DIMINISHED CAGE EFFECT IN ${p}$-H$_{2}$: IR IDENTIFICATION OF INTERMEDIATES IN ADDITION REACTIONS OF CL ATOM WITH UNSATURATED HYDROCARBONS

Abstract

We report infrared absorption spectra of several free radicals produced upon reaction of Cl atoms with unsaturated hydrocarbons isolated in solid ${p}$-H$_{2}$. Cl atoms were produced by in situ photodissociation of Cl$_{2}$ isolated in solid ${p}$-H$_{2}$ at 365 nm. In experiments with the Cl$_{2}$/C$_{6}$H$_{6}$/${p}$-H$_{2}$ matrices, intense absorption features at 617.0, 719.8, 956.0, and 1430.5 cm$^{-1}$ and weaker ones at 577.1, 833.6, 876.8, 833.6, 983.0, 993.5, 1008.0, 1026.4, 1112.5, 1118.5, 1179.0, 1406.5, 1509.4, 2967.2, 3054.3, 3063.4, 3070.9, and 3083.9 cm$^{-1}$ appeared upon irradiation of the matrix at 365 nm and increased in intensity upon subsequent annealing of the matrix at 4.8 K for a few minutes. By comparison of vibrational wavenumbers and deuterium isotopic shifts predicted with the B3PW91 and MPW1PW91/aug-cc-pVTZ methods, these features are readily assigned to the $\sigma$-complex of ClC$_{6}$H$_{6}$ (chlorocyclohexadienyl radical), rather than the previously proposed $\pi$-complex. In experiments with the Cl$_{2}$/C$_{2}$H$_{2}$/${p}$-H$_{2}$ matrices, the 1-chloroethyl radicals (CHClCH$_{3}$) and chloroethene (C$_{2}$H$_{3}$Cl) are identified as the main products of the Cl + C$_{2}$H$_{2}$ reaction in solid ${p}$-H$_{2}$. The assignments of IR absorption lines at 738.2, 1027.6, 1283.4, 1377.1, 1426.6, 1442.6, and 2861.2 cm$^{-1}$ to 1-chloroethyl radicals are based on comparison of the observed vibrational wavenumbers and $^{13}$C- and D-isotopic shifts with those predicted with the B3LYP and MP2/aug-cc-pVDZ methods. These results indicate that the primary products of the addition reaction Cl + C$_{2}$H$_{2}$, the 2-chlorovinyl radicals, are unstable; they react readily with ${p}$-H$_{2}$ to form CHClCH$_{3}$ and C$_{2}$H$_{3}$Cl.
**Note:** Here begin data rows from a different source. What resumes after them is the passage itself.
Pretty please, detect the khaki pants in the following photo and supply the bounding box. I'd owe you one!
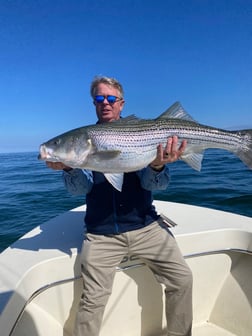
[74,222,192,336]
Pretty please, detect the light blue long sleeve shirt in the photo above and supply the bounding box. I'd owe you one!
[63,165,170,195]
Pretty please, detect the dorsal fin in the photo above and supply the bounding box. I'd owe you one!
[157,102,195,121]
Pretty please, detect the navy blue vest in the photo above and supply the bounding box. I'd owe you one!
[85,172,159,235]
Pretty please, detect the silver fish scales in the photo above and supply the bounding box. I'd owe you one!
[39,103,252,190]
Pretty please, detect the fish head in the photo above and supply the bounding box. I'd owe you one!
[38,127,92,168]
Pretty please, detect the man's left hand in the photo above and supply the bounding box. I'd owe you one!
[150,135,186,169]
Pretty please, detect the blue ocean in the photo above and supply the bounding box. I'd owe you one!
[0,150,252,252]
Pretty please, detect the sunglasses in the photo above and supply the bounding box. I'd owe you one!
[94,95,122,104]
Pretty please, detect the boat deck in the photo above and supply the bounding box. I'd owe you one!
[0,202,252,336]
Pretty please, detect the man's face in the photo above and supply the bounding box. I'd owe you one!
[94,83,124,123]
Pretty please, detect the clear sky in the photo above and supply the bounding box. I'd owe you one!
[0,0,252,152]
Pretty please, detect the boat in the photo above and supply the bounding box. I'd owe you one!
[0,201,252,336]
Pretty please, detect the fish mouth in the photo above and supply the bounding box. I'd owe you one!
[38,144,51,160]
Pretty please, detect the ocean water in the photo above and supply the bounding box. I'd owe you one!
[0,150,252,252]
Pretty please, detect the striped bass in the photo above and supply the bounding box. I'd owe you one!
[39,102,252,190]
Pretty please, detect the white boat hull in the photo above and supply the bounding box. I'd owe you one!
[0,201,252,336]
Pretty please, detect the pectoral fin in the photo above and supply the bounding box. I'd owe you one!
[92,150,121,160]
[104,173,124,191]
[181,153,203,171]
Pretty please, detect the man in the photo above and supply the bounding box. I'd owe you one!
[47,77,192,336]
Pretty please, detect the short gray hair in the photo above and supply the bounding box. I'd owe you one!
[90,76,124,98]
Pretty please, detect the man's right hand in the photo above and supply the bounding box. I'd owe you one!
[46,161,72,171]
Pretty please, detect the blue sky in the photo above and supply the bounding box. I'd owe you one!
[0,0,252,152]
If time permits, other examples such as Cl + 1, 3-butadien and H + C$_{6}$H$_{6}$ or C$_{6}$H$_{5}$Cl will be discussed. These results serve as excellent examples to demonstrate that the diminished cage effect of solid ${p}$-H$_{2}$ makes production of free radicals via bimolecular reactions feasible.